Question

When an equilateral glass prism is in minimum deviation position,
i. the refracted ray is parallel to the base of the prism
ii. The angle of incidence is equal to the angle of emergence.
Choose the correct option.
A. only (i) is true
B. only (ii) is true
C. both (i) and (ii) are true
D. both (i) and (ii) are false

Answer 1

Hint: We know from refraction of light that light bends when it travels from one medium to another. The measure of bending is called the angle of deviation. It is also the difference in the angle between the extended incident angle and the refracted angle.

Complete step by step answer:
Let us consider an equilateral prism ABC such that the angle of the prism is $A$ and the refractive index of the prism is $\mu$. Let the incident light enter the prism at $P$ with an angle of incidence $i$. And let $r_{1}$ be the corresponding angle of refraction. Let the final angle of emergence be $e$. And let $r_{2}$ be the corresponding angle of refraction.

Let $D$ be the angle of deviation of the prism, then we know that the angle of deviation $D$ decreases with increase in $i$ to a particular angle after which further increase in the angle of incidence$i$ results in increase in angle of deviation$D$.
The $i-D$ graph is an upward parabola which gives the angle of emergence be $e$ for any given angle of incidence $i$.
The particular angle where the angle of deviation$D$ is minimum is called the minimum angle of deviation. This occurs when the angle of incidence $i$ is equal to the angle of emergence$e$. Also the refracted beam of light is parallel to the base of the prism.

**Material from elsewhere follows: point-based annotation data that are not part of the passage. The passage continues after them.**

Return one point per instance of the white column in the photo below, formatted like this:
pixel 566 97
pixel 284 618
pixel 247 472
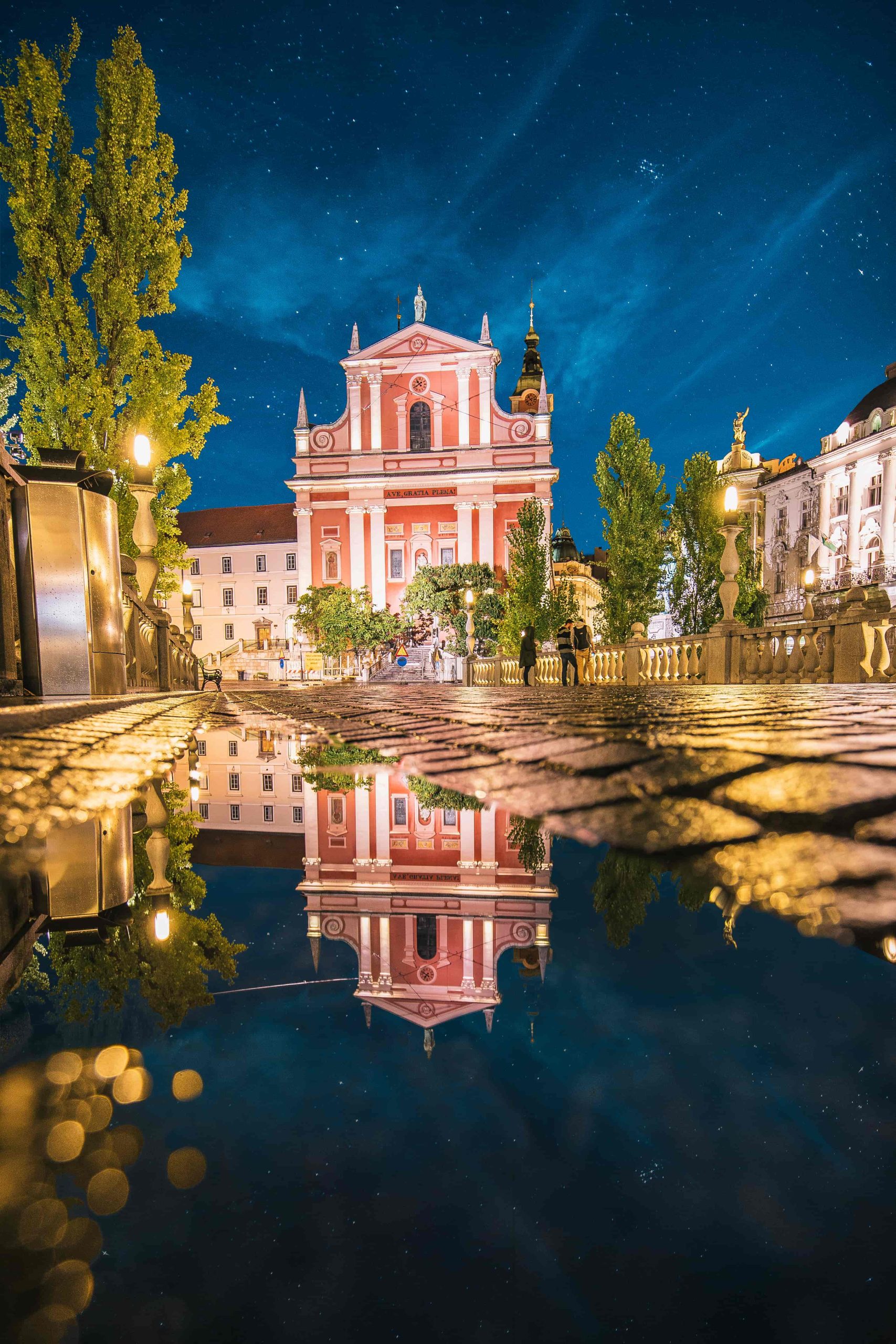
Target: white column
pixel 386 968
pixel 364 980
pixel 824 557
pixel 362 826
pixel 488 958
pixel 484 374
pixel 381 807
pixel 487 531
pixel 375 382
pixel 465 531
pixel 887 506
pixel 468 836
pixel 304 558
pixel 464 407
pixel 356 543
pixel 853 518
pixel 468 984
pixel 378 555
pixel 355 411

Hence the answer is C. both (i) and (ii) are true.

Note:
At the minimum angle of deviation the angle of refraction $r_{1}, r_{2}$ are equal. Also the angle of incidence is given as $i=\dfrac{A+D}{2}$ and the angle of refraction is given as $r=\dfrac{A}{2}$. Then the refractive index of the prism is given as $\mu=\dfrac{sin(=\dfrac{A+D}{2})}{sin(\dfrac{A}{2})}$.